Very sensible, given the current snooping and data mining on phone and data traffic by various secret services. A repeated negative opinion on an important politician might get the bank into trouble.

antibozo September 1, 2008 3:09 PM

If there’s sense to it, it’s because the first girlfriend’s name won’t ever change, unlike people’s political views. But it’s a bad idea because it allows one bank build a corpus of personal information that can be used to compromise other institutions, by a bank employee or an intruder, or, naturally, one’s close friends, and in this case, one’s first girlfriend. It’s both password reuse and use of information others know as an authenticator. Stupid on both counts.

I always provide false answers to these kinds of queries, which I record for future reference. If possible, I make the answers themselves strong passwords.

Troy September 2, 2008 2:15 AM

A great example of this explicitly as a customer service exercise was at a video store I was a member of. You needed a card and a password to take out videos, presumably so if someone stole your card, they couldn’t rack up large fines and keep the videos for themselves.

It’s just a verbal password, in (probably) the same context as the original in the article – you say it over the counter, the guy behind the counter compares it to what’s on screen. But it led to a great exchange that always managed to amuse…

What’s your password?
Dunno.
Ok sir, here are your movies.

The card was on the same keyring as my car keys, so if I lost it I would be worried about more than overdue rentals.

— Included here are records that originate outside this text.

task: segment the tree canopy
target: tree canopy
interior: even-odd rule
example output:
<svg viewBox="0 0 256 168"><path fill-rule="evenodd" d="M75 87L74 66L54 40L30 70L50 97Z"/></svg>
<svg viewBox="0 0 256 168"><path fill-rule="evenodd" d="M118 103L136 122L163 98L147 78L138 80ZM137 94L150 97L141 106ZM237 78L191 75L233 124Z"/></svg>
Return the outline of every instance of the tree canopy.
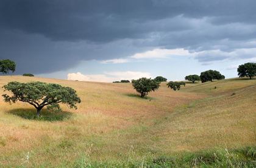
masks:
<svg viewBox="0 0 256 168"><path fill-rule="evenodd" d="M156 77L155 78L155 80L156 81L160 82L166 82L167 81L167 79L166 79L165 77L162 77L162 76Z"/></svg>
<svg viewBox="0 0 256 168"><path fill-rule="evenodd" d="M140 94L140 97L141 98L147 95L149 92L155 91L160 86L159 82L146 77L140 78L138 80L132 80L132 83L134 89Z"/></svg>
<svg viewBox="0 0 256 168"><path fill-rule="evenodd" d="M61 110L59 103L66 103L69 108L77 109L76 104L81 102L74 89L55 83L10 82L2 88L4 91L10 91L12 94L2 95L5 102L10 104L17 100L27 102L37 110L37 116L44 106L48 106L48 109L59 111Z"/></svg>
<svg viewBox="0 0 256 168"><path fill-rule="evenodd" d="M200 81L200 77L197 75L190 75L185 77L185 80L191 81L194 83L195 81Z"/></svg>
<svg viewBox="0 0 256 168"><path fill-rule="evenodd" d="M202 83L204 83L208 81L213 82L213 80L221 80L222 76L219 71L208 70L201 72L200 79Z"/></svg>
<svg viewBox="0 0 256 168"><path fill-rule="evenodd" d="M177 82L172 81L170 81L166 84L166 85L168 86L168 88L171 88L171 89L172 89L174 91L176 91L177 89L179 90L180 89L180 85L184 85L185 86L185 85L186 83L183 82Z"/></svg>
<svg viewBox="0 0 256 168"><path fill-rule="evenodd" d="M256 76L256 63L247 63L240 65L237 69L240 77L249 77L250 79Z"/></svg>
<svg viewBox="0 0 256 168"><path fill-rule="evenodd" d="M8 59L0 60L0 72L3 74L9 73L9 71L12 72L15 71L16 64L14 61Z"/></svg>

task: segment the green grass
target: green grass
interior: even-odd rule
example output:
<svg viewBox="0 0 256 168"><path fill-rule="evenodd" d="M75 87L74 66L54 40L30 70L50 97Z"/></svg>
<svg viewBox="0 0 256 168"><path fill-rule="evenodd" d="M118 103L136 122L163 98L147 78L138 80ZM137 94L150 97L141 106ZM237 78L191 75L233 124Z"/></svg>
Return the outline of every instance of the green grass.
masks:
<svg viewBox="0 0 256 168"><path fill-rule="evenodd" d="M28 120L42 121L58 121L70 119L73 113L66 111L53 111L47 110L42 110L40 116L37 117L36 110L30 108L18 108L10 110L6 112Z"/></svg>
<svg viewBox="0 0 256 168"><path fill-rule="evenodd" d="M256 80L187 82L176 91L162 82L141 99L130 83L0 79L57 83L82 100L77 110L61 105L39 118L27 103L0 100L0 167L255 167Z"/></svg>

Michael Sanderton September 2, 2008 7:01 PM

Lloyds is indeed ‘pants’. Lloyds is one of the only banks which gives out loans to people confirmed as bankrupt.

I know somebody who is over £50,000 to in debt to Lloyds, yet the bank just keep asking him “would you like another loan?”.

Lloyds are also very easy to phish!

Adam Lock September 4, 2008 8:44 AM

Strange. Most banks give you a password or code and ask you to repeat a few characters from it for authentication. I once rang up my bank and gave them the whole word and they got quite irate because they had to send me off to another system to reset it to something else. Apparantly the operators in one place only saw a few characters for verification purposes while another set of operators probably could set the password but had no idea who they were setting it for.

Chris September 4, 2008 2:13 PM

I’m not trying to brag, but my bank is worse. The password used by their online banking system is stored in cleartext and made available to bank employees. I called them with problems a while back, and the helpful employee called up my account details.

“Oh, this must be the problem. Your password is all mangled. It’s random letters and numbers,” she said to me. I was amazed on several levels.

SQM March 10, 2011 12:42 PM

I don’t understand how a bank could be so lacking in password security. I agree that ideally the password should be automatically generated with numbers, lower case and upper case letters and special characters. You can have a passphrase to prove to a phone rep that the account is yours, but the password should be encrypted and not viewable by anyone.